Between Home and Nursing Home: The Board and Care Alternative. Down IM, Schnurr L Buffalo, NY: Prometheus Books, 1991, 21 9 pages, hardcover, $1 8.95; softcover, $1 3.95.
Personal care. . . elder foster care. . . residential care. . . adult homes . . . board and care. . . . No matter what it's called, there is an increasing demand for supervised, safe, affordable alternative living arrangements for elders who are unable to live alone, but do not yet require all the costly options of a skilled nursing facility. In an era when enormous attention has been focused on staff development to improve nursing home services, it is time to consider ways to assess and ensure the quality of life, longevity, and health of older adults through alternative facilities.
This volume provides a wide range of information - covering who is eligible for board and care, who offers such services, as well as what constitutes effective organization and programming of activities for residents in these usually small facilities. After the first two chapters, which describe the background and case management needs of board and care facilities, the greater part of the volume is devoted to practical suggestions and resources for meeting resident needs. Detailed attention is offered to sensory deprivation, memory loss, and mental and spiritual health.
The authors emphasize ways to stimulate all appetites - food, communication, interaction, thought, and creativity. For example, there is a wealth of tips on enhancing the desirability of food (not the nutritional value). Chapters on art therapy, music therapy, and physical exercise offer concrete suggestions for engaging and promoting optimal individual functioning.
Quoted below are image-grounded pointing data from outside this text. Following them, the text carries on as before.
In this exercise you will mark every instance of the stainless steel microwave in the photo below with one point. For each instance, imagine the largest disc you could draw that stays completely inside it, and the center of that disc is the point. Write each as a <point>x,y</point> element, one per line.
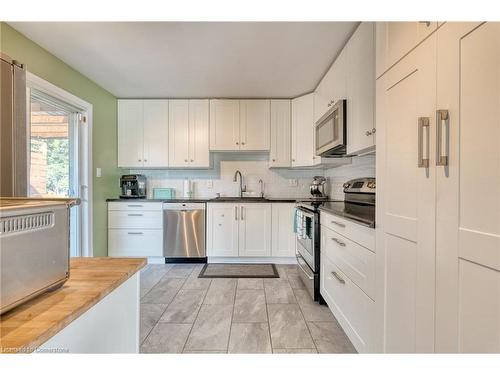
<point>331,131</point>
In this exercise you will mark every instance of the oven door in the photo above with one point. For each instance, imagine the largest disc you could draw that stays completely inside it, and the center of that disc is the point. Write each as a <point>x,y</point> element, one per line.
<point>331,131</point>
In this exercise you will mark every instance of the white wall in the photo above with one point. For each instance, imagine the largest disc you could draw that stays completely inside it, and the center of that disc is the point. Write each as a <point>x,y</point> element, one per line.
<point>255,167</point>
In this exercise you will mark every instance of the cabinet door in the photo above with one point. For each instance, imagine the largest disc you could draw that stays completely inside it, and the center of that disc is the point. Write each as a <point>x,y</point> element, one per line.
<point>224,125</point>
<point>283,237</point>
<point>156,133</point>
<point>406,200</point>
<point>130,133</point>
<point>468,189</point>
<point>178,124</point>
<point>255,131</point>
<point>396,39</point>
<point>199,155</point>
<point>361,89</point>
<point>255,230</point>
<point>281,132</point>
<point>222,229</point>
<point>303,131</point>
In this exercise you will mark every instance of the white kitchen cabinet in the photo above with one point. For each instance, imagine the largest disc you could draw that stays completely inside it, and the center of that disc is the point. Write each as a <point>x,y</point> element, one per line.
<point>283,237</point>
<point>396,39</point>
<point>224,125</point>
<point>405,200</point>
<point>130,133</point>
<point>280,155</point>
<point>255,129</point>
<point>303,151</point>
<point>188,138</point>
<point>255,230</point>
<point>142,133</point>
<point>222,229</point>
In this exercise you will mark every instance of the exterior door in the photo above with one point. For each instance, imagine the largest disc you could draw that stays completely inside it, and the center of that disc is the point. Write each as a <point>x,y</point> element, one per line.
<point>406,205</point>
<point>254,230</point>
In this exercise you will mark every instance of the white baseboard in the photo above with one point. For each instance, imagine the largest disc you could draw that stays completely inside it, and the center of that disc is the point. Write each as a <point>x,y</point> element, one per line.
<point>252,260</point>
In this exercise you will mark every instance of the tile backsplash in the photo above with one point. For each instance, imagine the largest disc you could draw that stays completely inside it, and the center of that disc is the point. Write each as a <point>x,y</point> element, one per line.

This volume appears to be most useful to operators and professionals in board and care facilities where a wide range of "specialists" is not available; guidance in various therapeutic skills can provide ideas and techniques to be adopted. Resources offered in the book include tips on managing healing and memory deficits, outlines for worship services, descriptions of full range-ofmotion chair exercise programs, and appendices of all state Ombudsman programs overseeing concerns or conflicts in board and care facilities. Both nurses and consumers are offered - in an immediate and comprehensive style - much practical information about ways services can be structured.
Both professionals and families seeking to understand the provisions of a quality residential facility will find this volume readable and highly informative.